Dans la nuit du 30 au 31 août, à Columbus, dans l’Ohio, Donovan Lewis, âgé de 20 ans, a été tué par balle dans son lit par trois policiers qui s’étaient introduits chez lui munis d’un mandat d’arrêt et accompagnés d’un chien.

La scène, filmée par la caméra-piéton d’un des policiers, a fait le tour des réseaux sociaux et déclenché la colère de la population de Columbus.

Ce meurtre d’un jeune Noir désarmé vient s’ajouter à la longue liste d’habitants tués par la police, en particulier dans les quartiers populaires. D’après le ­Washington Post, aux États-Unis au moins 1 055 personnes, soit près de trois par jour, ont été tuées par balle par des policiers en 2021.

Les Noirs, qui représentent 13 % de la population, courent deux fois plus de risques d’être tués que les Blancs. Dans l’immense majorité des cas, ces meurtres restent impunis : en quinze ans, entre 2005 et 2020, seuls 110 policiers ont été inculpés pour homicide, et cinq condamnés pour meurtre.

Rien n’a changé depuis le meurtre de George Floyd en mai 2020, étranglé de sang-froid par un policier blanc, en pleine rue et en plein jour.

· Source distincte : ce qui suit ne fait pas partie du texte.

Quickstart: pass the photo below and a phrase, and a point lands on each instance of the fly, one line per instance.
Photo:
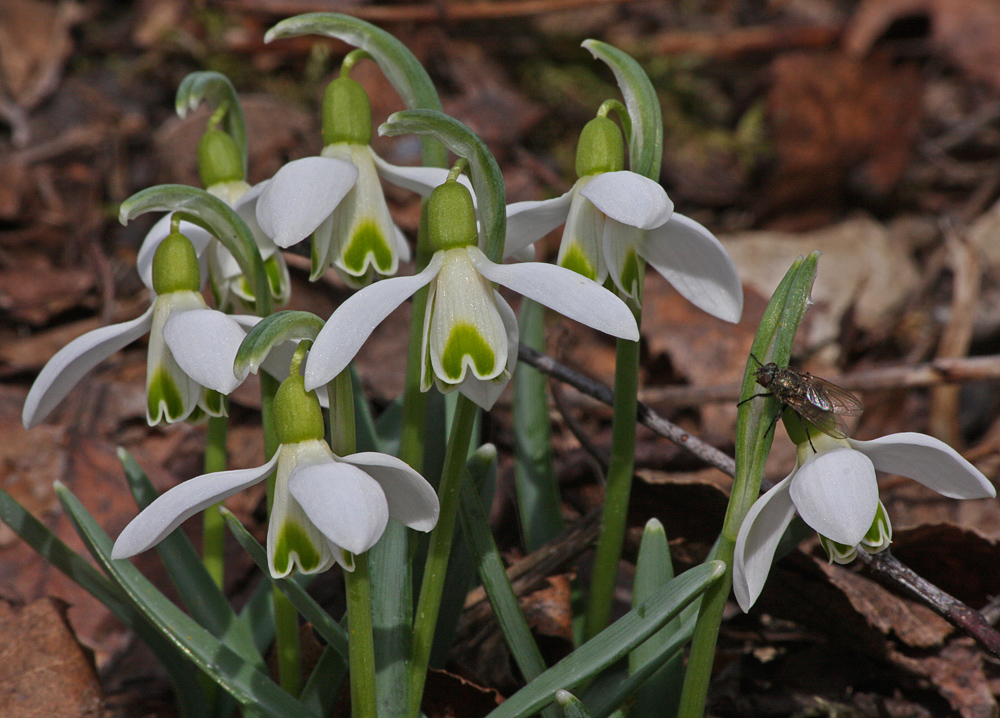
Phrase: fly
(815, 400)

Pour éteindre la vague de colère déclenchée par la vidéo insoutenable de sa mort, les autorités américaines ont alors dû organiser un procès spectaculaire et condamner son tueur, mais les mœurs policières sont restées les mêmes. Dans une société qui repose sur la violence de l’exploitation et des inégalités sociales, la vie d’un jeune de quartier populaire, a fortiori s’il est noir, ne vaut pas grand-chose aux yeux des policiers et de la justice.